Treatment options for Dupuytren’s currently include radiation treatment, and surgical intervention “has been a mainstay for 200 or so years,” according to Williams.
“The most extensive research into treatment is found in German medical literature,” Williams said. “There are some promising but really uncertain results in the literature suggesting that the early stages of Dupuytren’s, low dose radiation may prevent progression of the disease. However, concerns regarding long term effects of radiation make that not very popular in the United States.”

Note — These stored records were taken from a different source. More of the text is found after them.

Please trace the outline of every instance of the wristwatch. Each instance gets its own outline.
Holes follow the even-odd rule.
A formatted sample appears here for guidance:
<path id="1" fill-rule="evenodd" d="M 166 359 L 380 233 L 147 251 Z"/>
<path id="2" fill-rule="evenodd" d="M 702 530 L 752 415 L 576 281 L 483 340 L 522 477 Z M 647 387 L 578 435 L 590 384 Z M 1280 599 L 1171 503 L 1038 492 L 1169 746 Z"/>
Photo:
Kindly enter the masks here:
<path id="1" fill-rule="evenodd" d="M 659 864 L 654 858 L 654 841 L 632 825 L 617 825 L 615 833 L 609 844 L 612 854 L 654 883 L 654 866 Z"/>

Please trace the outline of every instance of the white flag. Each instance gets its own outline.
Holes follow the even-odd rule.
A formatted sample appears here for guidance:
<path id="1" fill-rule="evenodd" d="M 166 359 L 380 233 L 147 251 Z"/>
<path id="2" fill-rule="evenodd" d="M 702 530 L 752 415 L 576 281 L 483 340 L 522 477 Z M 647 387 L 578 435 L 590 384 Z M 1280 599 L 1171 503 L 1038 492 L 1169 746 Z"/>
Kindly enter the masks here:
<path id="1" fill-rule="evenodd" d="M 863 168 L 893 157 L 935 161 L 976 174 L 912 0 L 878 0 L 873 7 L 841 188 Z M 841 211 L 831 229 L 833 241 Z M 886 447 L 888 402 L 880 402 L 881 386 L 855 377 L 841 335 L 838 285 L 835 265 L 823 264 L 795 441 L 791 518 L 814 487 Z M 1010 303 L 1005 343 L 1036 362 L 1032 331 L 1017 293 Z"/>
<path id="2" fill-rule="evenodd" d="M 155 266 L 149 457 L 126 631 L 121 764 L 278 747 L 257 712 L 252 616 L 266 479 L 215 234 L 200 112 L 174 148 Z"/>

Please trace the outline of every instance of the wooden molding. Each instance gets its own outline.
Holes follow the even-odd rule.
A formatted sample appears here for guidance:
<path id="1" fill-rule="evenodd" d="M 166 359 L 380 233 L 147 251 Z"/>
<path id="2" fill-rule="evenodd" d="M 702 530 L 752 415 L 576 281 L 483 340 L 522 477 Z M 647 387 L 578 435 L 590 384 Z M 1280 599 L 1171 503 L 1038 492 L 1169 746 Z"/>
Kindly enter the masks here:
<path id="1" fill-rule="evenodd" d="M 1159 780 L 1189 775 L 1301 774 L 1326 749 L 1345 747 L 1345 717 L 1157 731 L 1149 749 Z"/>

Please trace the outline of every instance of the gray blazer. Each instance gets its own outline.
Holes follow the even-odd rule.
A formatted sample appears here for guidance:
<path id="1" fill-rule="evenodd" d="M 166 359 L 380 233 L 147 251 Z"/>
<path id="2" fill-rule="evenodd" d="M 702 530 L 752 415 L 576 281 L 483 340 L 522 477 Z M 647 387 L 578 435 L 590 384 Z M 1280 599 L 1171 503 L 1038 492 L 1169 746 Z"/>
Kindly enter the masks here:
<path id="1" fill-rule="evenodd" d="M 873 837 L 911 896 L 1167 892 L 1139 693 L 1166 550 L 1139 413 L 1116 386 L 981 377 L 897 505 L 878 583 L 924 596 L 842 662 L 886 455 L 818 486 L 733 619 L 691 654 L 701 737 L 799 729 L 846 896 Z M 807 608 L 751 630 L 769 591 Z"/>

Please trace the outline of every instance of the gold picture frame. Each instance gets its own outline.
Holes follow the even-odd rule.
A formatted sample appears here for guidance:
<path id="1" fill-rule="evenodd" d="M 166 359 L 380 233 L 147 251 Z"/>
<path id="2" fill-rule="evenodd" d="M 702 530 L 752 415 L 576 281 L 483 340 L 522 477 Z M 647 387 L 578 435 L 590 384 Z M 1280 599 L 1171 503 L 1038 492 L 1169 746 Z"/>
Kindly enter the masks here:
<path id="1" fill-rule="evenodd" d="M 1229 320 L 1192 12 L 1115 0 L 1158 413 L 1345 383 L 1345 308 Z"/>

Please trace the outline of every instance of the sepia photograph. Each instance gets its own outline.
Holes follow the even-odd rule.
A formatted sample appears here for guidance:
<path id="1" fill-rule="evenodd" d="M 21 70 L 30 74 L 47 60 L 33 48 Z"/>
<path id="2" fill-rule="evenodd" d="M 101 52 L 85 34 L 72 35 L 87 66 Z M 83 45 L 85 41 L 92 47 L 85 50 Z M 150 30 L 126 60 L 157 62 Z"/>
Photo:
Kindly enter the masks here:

Despite the very long history of documentation on Dupuytren’s, it is only now that a technology has been developed for the treatment of the disease specifically. Collagenase clostridium histolyticum (CCH) is a secretion of the bacterium clostridium histolyticum, and can destroy connective tissues such as collagen. Auxilium Pharmaceuticals Inc., based in Chesterbrook, Pa., received U.S. Food and Drug Administration (FDA) approval for Xiaflex in 2010, an injectable combination of two collagenase enzymes derived from clostridium histolyticum. Xiaflex is meant to be injected—carefully, Williams warns, because of risk of tissue rupture—into the cords of collagen that have formed in the hand. Sometimes two or three injections are necessary, but the FDA only allows the injections to be 30 or more days apart. Some small scale studies have looked at injections administered in the same day, but they do not produce better results and only serve to increase the severity of a flare reaction, i.e. excessive swelling, pain and stiffness.
Injectable therapies are preferable to surgical interventions, said Williams.
“With surgery, digital nerve damage and wound healing is a problem,” he said. “A patient could get reflex sympathetic dystrophy syndrome. Maybe before, they could grasp a golf club, and now they can’t.”
Xiaflex is the result of decades of research.
“This is kind of a great story as it’s someone’s life work,” Williams said. “It tells a story over long period of time, showing how long it takes for an idea to come to fruition.”
The story begins in 1982 with Martin Gelbard, M.D., who led and published a study on the effects of CCH on elastic and collagen fibers in the corpora cavernosa (inside the penis), which is the secondary area this collagen build up can occur. Based on this groundwork, several more studies were conducted leading up to the randomized double blind study with a placebo in 2002, the phase three randomized double blind study in 2007, and the large-scale prospective multi center randomized trial that studied 308 Dupuytren’s patients in 2009. “Injectable Collagenase Clostridium Histolyticum for Dupuytren's Contracture” was published in the New England Journal of Medicine, and demonstrated the efficacy of CCH over placebo with an overall success rate of 64 percent. A parallel study was run in Australia with similar but slightly less successful results. Finally, last year’s CORDLESS study looked at three-year follow up results from those patients.
When asked what other treatments and technologies could be on the horizon for the still incurable Dupuytren’s disease, Williams told Orthopedic Design & Technology that Xiaflex injections are currently at the forefront of the field.